Is that a bad thing, though?
Image: Flickr/Becky Stern

In the wake of a Tesla car's fatal crash while on autopilot, German lawmakers are proposing mandatory "black boxes" for self-driving cars, similar to the devices in airplanes that record the moments before a fatal accident.

The idea is that this type of recorder would help authorities piece together what happened in the moments before a collision, and determine whether a human or a machine was to blame. The proposed legislation, Reuters reported, would first require that the passenger in a self-driving car be ready to take the wheel in the case of an emergency. Secondly, it would require that the black box record "when the autopilot system was active, when the driver drove and when the system requested that the driver take over."


Black boxes in cars aren't new, and "event data recorders" are already installed in most newer vehicles. They measure everything from a car's speed to whether or not a seatbelt is in use right before a crash. While these devices are pitched as a way to improve car and driver safety, they've been increasingly used as evidence in court and by authorities to assign blame in a crash.

"It may allow companies to mount a proper defense in the event that their technology is blamed"

"The belief is that the most likely culprit is going to be the human, or another human in another vehicle," said George Iny of the Automobile Protection Association, which aims to protect consumer interests in the auto marketplace. "It may allow companies to mount a proper defense in the event that their technology is blamed."

Privacy advocates have long been wary of event data recorders in regular cars, and the risk of sensitive information getting into the wrong hands will be the same for autonomous vehicles, Iny said.

The issue is who gets to see the data from black boxes. A 2015 article in the Washington University Law Review noted that self-driving cars, if they record location information and that data isn't properly protected, could essentially become corporate surveillance devices that relay our favourite shopping and dining locations to anyone willing to pay for the information.
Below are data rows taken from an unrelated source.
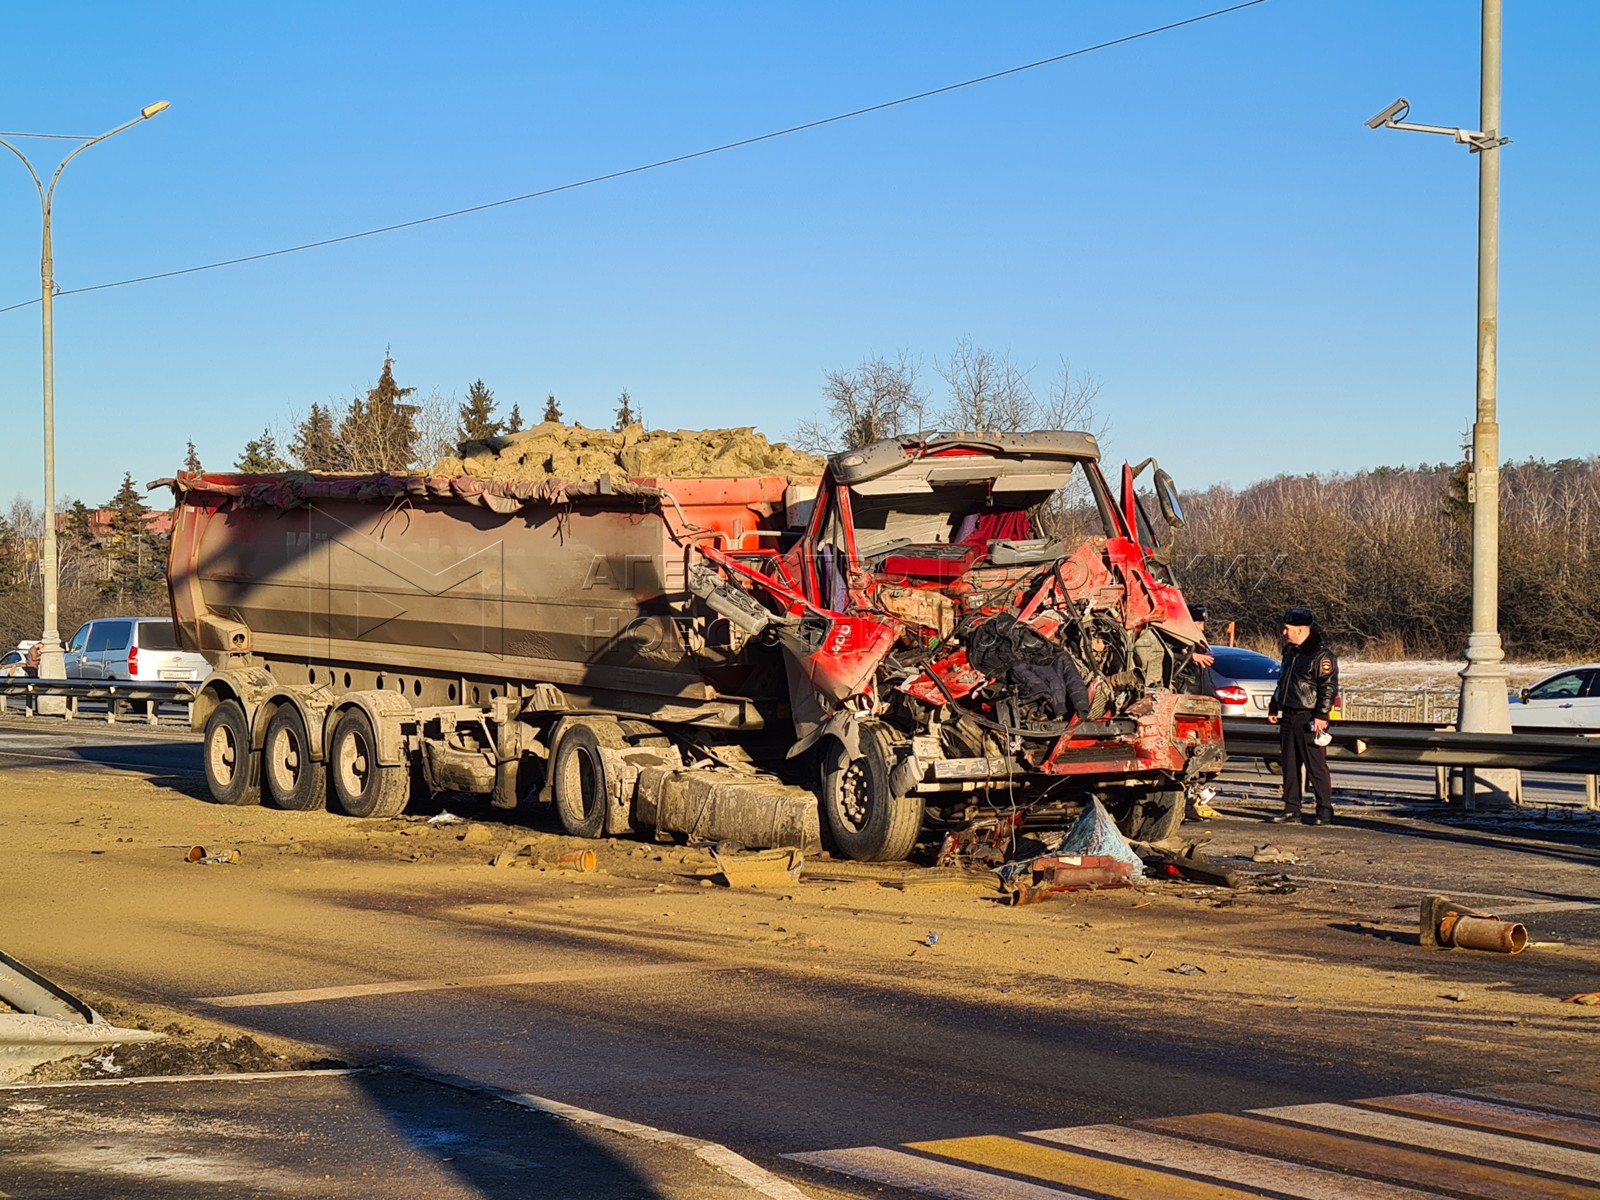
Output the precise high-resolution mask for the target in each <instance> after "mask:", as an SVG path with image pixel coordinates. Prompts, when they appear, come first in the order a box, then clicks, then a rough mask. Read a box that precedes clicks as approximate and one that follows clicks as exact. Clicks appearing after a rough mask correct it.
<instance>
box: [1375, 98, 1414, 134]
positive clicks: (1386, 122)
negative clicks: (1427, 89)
mask: <svg viewBox="0 0 1600 1200" xmlns="http://www.w3.org/2000/svg"><path fill="white" fill-rule="evenodd" d="M1408 112H1411V101H1408V99H1406V98H1405V96H1402V98H1400V99H1397V101H1395V102H1394V104H1390V106H1389V107H1387V109H1384V110H1382V112H1374V114H1373V115H1371V118H1370V120H1368V122H1366V128H1368V130H1378V128H1382V126H1384V125H1389V123H1390V122H1398V120H1405V115H1406V114H1408Z"/></svg>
Car manufacturers "could easily sell the data collected from individuals to commercial retailers and tailor ads specific to individual vehicles owners," it says.

Event data recorders in cars don't currently track location information, however. Numerous states, including California and New York, already have laws in place that set limits on how and when law enforcement can access data from event data recorders. In Canada, information from event data recorders may only be shared with, say, an insurance company with the car owner's consent or a court order.

There is a loophole, however, according to one source who spoke only on background. If a car is totaled and purchased by the insurance company after the crash, then the third party may give itself permission to download information from the black box.

The upside of black boxes will be that manufacturers have more data on hand to figure out why a computer made the wrong call while driving, Iny said. However, experts on the types of algorithms that power some autonomous vehicles have noted that reams of raw data from machine brains really doesn't tell us much about their decisions.

Instead, the immediate utility for black boxes appears to exist for companies that wish to quickly exonerate their self-driving tech in the event of a collision. And if legislators don't proceed carefully, they could be used to spy on us, too.